Prime Minister Manmohan Singh will also hold talks with Nepal’s Maoist Prime Minister Prachanda on the sidelines of the summit.
India has expressed its concern at the humanitarian situation in Sri Lanka and emphasised the need for unhindered essential relief supplies when External Affairs Minister Pranab Mukherjee met Basil Rajapaksa, a senior advisor to President Mahinda Rajapaksa last month. Colombo had agreed to limited relief supplies to civilians caught in the conflict.
In an interview with IANS after the talks, Basil Rajapaksa assured that New Delhi and Colombo were “genuine friends” and that his country would keep civilian casualties in the war against the Tamil Tigers “to the very minimum”.
The BIMSTEC summit Nov 13 will be preceded by a meeting of foreign ministers and senior officials of these countries.
The summit will focus on enhancing transportation and connectivity between the member countries that circle the Bay of Bengal. It will culminate in a joint declaration, N. Ravi, Secretary (East) in the external affairs ministry, told reporters here Friday.
In August, foreign ministers of the BIMSTEC countries met in New Delhi and firmed up a convention for collectively combating terrorism in the region and discussed a wide array of issues ranging from energy and climate change to intensification of economic ties in the region
The convention on terrorism, that includes intra-regional cooperation in intelligence sharing and legal and law enforcement issues, is likely to be signed during the summit.
The leaders of six countries will call on President Pratibha Patil, Ravi added.
The leaders are likely to give a political push to the negotiations on trade in goods under the proposed Free Trade Area agreement at an early date.

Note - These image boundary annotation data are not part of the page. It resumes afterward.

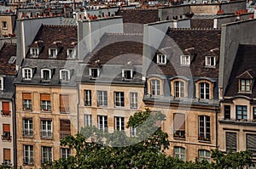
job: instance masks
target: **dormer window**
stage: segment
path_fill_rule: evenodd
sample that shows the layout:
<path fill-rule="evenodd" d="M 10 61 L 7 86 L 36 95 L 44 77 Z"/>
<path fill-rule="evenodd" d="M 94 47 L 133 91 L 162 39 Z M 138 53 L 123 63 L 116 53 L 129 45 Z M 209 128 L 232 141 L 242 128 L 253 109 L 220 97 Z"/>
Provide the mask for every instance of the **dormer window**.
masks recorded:
<path fill-rule="evenodd" d="M 67 51 L 67 57 L 68 59 L 74 59 L 76 56 L 76 50 L 74 48 L 68 48 Z"/>
<path fill-rule="evenodd" d="M 32 58 L 38 58 L 39 54 L 39 48 L 30 48 L 30 56 Z"/>
<path fill-rule="evenodd" d="M 90 68 L 89 75 L 90 75 L 90 77 L 92 79 L 97 78 L 100 76 L 100 69 Z"/>
<path fill-rule="evenodd" d="M 56 48 L 49 48 L 49 58 L 56 58 L 57 54 Z"/>
<path fill-rule="evenodd" d="M 156 63 L 159 65 L 166 65 L 166 54 L 157 54 Z"/>
<path fill-rule="evenodd" d="M 181 55 L 180 56 L 181 65 L 190 65 L 190 55 Z"/>
<path fill-rule="evenodd" d="M 68 82 L 70 80 L 70 71 L 68 70 L 61 70 L 60 79 L 61 82 Z"/>
<path fill-rule="evenodd" d="M 122 77 L 125 80 L 131 80 L 133 77 L 132 70 L 122 70 Z"/>
<path fill-rule="evenodd" d="M 206 66 L 214 67 L 216 65 L 216 59 L 214 56 L 206 56 Z"/>
<path fill-rule="evenodd" d="M 22 69 L 22 77 L 23 77 L 23 80 L 31 80 L 32 77 L 32 68 L 23 68 Z"/>
<path fill-rule="evenodd" d="M 43 69 L 41 70 L 41 79 L 44 82 L 48 82 L 51 79 L 50 70 Z"/>

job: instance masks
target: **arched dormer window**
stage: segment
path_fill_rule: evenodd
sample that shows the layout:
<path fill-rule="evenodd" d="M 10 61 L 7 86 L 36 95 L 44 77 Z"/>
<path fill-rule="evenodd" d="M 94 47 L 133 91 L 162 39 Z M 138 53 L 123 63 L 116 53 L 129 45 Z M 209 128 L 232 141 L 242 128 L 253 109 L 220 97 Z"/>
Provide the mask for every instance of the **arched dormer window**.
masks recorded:
<path fill-rule="evenodd" d="M 41 79 L 44 82 L 48 82 L 51 79 L 51 70 L 49 69 L 41 70 Z"/>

Setting up a permanent secretariat for BIMSTEC, which currently functions from Bangkok, will also figure in the discussions.

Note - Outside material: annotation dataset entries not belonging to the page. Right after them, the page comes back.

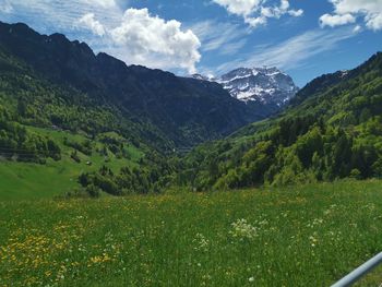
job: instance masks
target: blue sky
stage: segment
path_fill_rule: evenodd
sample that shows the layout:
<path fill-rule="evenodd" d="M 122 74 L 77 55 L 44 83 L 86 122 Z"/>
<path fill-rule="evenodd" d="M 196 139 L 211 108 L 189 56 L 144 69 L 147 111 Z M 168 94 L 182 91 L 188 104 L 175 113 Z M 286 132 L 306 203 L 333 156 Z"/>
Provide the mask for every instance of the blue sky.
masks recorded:
<path fill-rule="evenodd" d="M 382 50 L 382 0 L 0 0 L 0 20 L 128 64 L 181 75 L 275 65 L 299 86 Z"/>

A series of bilateral meetings will be held between Prime Minister Manmohan Singh and the leaders of these countries on the sidelines of the summit.
During their talks, Manmohan Singh and Nepal’s Prime Minister Prachanda are likely to discuss a revision of the 1950 Treaty of Peace and Friendship to which they had agreed during the visit of Prachanda to India in September.
India will stress on accelerating the process of reconciliation in Myanmar and emphasize that it should be inclusive when the two sides hold talks on the sidelines of the summit, Ravi said.